私は、自分を形作る言葉は自分のものだと思っていた。しかし実際は、これまで出会った人や本の言葉から得たものだった。私は生かされていた。そう考えると、より一層感謝の念が湧き上がって、涙が止まらなくなった。
言葉とはよくよく考えると不思議だ。歴史上、人類は言語を産み出したし、今も流行語大賞など新しい言葉は産み出されている。しかし、普通に生きている限りは、言葉は誰か/何かから得るものであり、自分で産み出すことはほぼ無い。自分なりの文章を作ることはあっても、それはこれまで浴びた言葉を、繋ぎ合わせているに過ぎない。

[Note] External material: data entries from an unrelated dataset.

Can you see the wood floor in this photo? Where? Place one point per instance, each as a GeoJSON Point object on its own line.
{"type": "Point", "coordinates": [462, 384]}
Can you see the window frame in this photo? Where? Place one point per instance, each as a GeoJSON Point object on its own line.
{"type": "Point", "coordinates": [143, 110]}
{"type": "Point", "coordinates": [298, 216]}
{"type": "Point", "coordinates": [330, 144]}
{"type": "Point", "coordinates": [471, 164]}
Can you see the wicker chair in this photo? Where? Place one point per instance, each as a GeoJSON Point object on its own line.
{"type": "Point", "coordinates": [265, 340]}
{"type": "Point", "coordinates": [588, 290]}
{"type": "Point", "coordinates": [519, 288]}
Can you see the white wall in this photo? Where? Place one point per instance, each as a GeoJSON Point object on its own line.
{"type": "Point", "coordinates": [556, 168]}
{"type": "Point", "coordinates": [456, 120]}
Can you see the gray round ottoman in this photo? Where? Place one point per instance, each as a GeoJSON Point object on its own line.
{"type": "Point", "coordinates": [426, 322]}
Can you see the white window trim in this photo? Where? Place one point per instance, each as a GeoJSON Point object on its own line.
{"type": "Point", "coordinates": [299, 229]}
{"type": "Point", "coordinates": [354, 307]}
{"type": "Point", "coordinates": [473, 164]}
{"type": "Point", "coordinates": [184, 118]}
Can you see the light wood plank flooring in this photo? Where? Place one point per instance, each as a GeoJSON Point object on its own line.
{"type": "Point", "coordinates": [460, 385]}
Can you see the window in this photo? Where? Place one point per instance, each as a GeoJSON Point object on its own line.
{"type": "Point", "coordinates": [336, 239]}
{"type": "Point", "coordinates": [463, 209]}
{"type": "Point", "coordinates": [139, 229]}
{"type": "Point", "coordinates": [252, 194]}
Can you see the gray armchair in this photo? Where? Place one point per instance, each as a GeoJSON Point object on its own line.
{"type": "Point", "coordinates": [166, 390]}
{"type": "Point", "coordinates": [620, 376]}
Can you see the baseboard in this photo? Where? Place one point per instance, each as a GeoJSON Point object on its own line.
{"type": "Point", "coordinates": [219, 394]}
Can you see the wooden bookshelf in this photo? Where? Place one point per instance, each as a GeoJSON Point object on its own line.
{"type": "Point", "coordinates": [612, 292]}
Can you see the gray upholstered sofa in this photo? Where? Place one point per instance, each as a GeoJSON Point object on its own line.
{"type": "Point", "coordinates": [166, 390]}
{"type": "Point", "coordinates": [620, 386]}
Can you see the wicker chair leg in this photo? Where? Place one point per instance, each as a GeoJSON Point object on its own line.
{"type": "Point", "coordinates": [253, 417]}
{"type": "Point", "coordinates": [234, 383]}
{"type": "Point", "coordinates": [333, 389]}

さて、冒頭の話に戻そう。私は未だに、何故、自分の頭に稲佐山という単語が響いたのか言葉にできない。これは、私がそれを表現する言葉にまだ出会っていないのか、言葉の意味を理解出来ていないのか、言葉はあるけど文章に出来ていないだけなのか。
分からない。けれど、確かなことは、言葉に出来ない体験をすることで、最後の休日が充実したということ。
ノートは文字でびっしり埋まっていると圧迫感がある。何らかの余白の存在は大切だ。それは、頭の中や心の中でも一緒なのかもしれない。
私は今日の言語化できない体験を、余白として自分の中に留めておこうと思う。ひょっとしたら、今後新たな出会いがあり、そこで得た文章や言葉がその余白を埋めて、説明できるようになるかもしれない。そんなことを少しだけ期待しながら、余白を抱えた状態を楽しんでいきたい。
何かと考えすぎて、答えを欲してしまう私に、余白の状態を楽しめるだろうか。それはまだ分からないけれど、九州生活を通して、言葉も行動も変化した自分なら、案外出来るかもしれない。いや、きっとできる。
少しだけ成長した気がした、九州最後の休日だった。